You’re freshly dead. You haven’t been found. I’m the first to see!
I ached to touch his foot, his leg, to be sure it was Roy! Thoughts of the papier-mâché man in the coffin shot through my head.
I inched my hand out to touch … but then …
Over by his desk was the sculpture platform on which had been hidden his last and greatest work, the Beast, the Monster from the midnight Derby, the Creature who went in churches beyond the wall and across a street.
Someone had taken a ballpeen hammer and struck it a dozen blows. The face, the head, the skull, were banged and smashed until only a shapeless mound remained.
Jesus God, I whispered.
Was this the final crime that made Roy self-destroy?
Or had the destroyer, waiting in the shadows, struck Roy unaware amidst his ruined towns, and hanged him on the air?
I trembled. I stopped.
For I heard the stage door spring wide.
I pulled off my shoes and ran, quietly, to hide.
26
It was the surgeon-medico-physician, the high-noon abortionist, the needle-pushing defrocked high-priest doctor.
Doc Phillips glided into the light on the far side of the stage, glancing about, seeing the ruin, then finding the hanged body above, he nodded, as if this death were an everyday calamity. He stepped forward, kicking the ruined cities as if they were mere garbage and irrelevant trash.
Seeing this, I coughed up a curse. I clapped my hand to my mouth and jerked back in shadow.
I peered through a crack in the set wall.
The doctor had frozen. Like a buck in a forest clearing, he peered around through his steel-rimmed glasses, using his nose as well as his eyes. His ears seemed to twitch on the sides of his shaven skull. He shook his head. He shuffled, shoving Paris, knocking London, arriving to reach and examine the terrible hanged thing in midair. …
A scalpel flashed in his hand. He seized a prop trunk, opened it, shoved it under the hanged body, grabbed a chair, stepped up on it, and slashed the rope above Roy’s neck.
There was a dreadful crash when Roy hit the trunk bottom.
I coughed up my grief. I froze, sure that this time he had heard and would come, a cold steel smile in his hand. I gripped my breath tight.
Leaping down, the doc bent to examine the body.
The outside door banged wide. Feet and voices echoed.
The cleanup men had arrived, and whether this was their regular time, or if he had called them to work, I did not know.
Doc slammed the lid, hard.
I bit my knuckles and jammed my fingers in my mouth to muffle my terrible bursts of despair.
The trunk lock snapped. The doctor gestured.
I shrank back as the team of workmen crossed the set with brooms and shovels to thrust and toss Athens’ stones, Alhambra’s walls, Alexandria’s libraries and Bombay’s Krishna shrines into a dumpster.
It took twenty minutes to clean and cart off the lifework of Roy Holdstrom, taking with it, on a creaking trolley, the trunk in which, crumpled and invisible, lay my friend’s body.
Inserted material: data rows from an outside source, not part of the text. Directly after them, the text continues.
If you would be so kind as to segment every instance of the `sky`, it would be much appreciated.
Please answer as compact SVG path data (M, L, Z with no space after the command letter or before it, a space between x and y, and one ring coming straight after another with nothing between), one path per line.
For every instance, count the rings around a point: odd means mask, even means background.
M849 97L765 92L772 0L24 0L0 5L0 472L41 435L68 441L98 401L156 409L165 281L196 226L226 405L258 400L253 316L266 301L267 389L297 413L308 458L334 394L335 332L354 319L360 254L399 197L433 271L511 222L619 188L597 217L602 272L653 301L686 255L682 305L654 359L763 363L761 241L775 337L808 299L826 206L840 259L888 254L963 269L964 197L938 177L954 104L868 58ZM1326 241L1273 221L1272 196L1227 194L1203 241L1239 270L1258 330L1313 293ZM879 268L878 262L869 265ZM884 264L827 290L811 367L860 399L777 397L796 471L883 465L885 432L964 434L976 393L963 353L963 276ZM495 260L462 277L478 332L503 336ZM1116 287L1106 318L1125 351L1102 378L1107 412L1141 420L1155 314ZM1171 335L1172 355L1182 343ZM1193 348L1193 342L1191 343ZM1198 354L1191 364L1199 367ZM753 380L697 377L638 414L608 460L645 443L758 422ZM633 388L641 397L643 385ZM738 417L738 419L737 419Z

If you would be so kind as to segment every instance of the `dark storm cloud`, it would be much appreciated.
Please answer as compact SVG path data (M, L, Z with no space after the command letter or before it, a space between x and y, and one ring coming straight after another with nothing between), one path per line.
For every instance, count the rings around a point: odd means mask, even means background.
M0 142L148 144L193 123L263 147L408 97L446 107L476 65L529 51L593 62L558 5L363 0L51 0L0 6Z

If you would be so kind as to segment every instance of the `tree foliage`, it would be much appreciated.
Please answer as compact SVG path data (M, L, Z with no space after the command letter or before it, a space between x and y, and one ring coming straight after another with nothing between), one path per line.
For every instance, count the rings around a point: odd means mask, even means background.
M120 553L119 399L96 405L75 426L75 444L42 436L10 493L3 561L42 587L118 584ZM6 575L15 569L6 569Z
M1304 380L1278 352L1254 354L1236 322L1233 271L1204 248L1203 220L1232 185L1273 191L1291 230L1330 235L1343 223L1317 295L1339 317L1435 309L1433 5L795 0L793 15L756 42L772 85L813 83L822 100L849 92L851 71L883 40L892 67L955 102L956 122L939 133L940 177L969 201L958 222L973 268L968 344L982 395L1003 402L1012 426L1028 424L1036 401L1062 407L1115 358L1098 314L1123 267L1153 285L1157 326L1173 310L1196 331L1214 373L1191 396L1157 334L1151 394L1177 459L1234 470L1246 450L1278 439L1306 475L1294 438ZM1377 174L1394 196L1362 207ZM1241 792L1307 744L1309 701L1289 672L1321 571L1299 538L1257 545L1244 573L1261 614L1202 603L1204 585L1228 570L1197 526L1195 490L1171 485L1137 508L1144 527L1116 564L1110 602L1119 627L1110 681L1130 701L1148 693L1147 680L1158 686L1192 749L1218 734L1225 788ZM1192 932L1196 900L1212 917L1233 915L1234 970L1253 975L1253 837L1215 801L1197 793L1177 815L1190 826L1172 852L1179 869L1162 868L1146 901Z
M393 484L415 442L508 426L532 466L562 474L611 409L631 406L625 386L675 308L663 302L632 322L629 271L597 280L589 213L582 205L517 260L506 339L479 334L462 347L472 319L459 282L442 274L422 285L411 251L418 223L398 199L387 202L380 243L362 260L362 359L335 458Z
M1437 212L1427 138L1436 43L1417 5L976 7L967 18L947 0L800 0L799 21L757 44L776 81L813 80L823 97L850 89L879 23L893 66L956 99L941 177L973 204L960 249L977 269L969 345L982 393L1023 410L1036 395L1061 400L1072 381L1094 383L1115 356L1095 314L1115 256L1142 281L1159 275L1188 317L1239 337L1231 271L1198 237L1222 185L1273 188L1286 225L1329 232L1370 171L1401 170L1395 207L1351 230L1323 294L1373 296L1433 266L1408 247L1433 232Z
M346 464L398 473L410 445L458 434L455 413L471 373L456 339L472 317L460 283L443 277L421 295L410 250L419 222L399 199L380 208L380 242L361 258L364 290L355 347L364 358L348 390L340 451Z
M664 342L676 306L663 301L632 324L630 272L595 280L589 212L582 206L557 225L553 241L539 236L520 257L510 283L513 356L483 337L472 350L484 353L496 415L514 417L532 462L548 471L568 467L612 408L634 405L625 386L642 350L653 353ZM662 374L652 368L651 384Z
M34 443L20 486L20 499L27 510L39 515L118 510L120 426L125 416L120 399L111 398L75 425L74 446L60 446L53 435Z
When the door slammed a last time, I gave an agonized shout of grief against the night, death, the damned doctor, the vanishing men. I ran with fists to strike the air and stopped, blind with tears. Only when I had stood shaking and weeping for a long while did I stop and see an incredible thing.
There was a stack of interfaced doorway facades leaned against the north wall of the stage, like the sills and doors through which Roy and I had plunged the day before.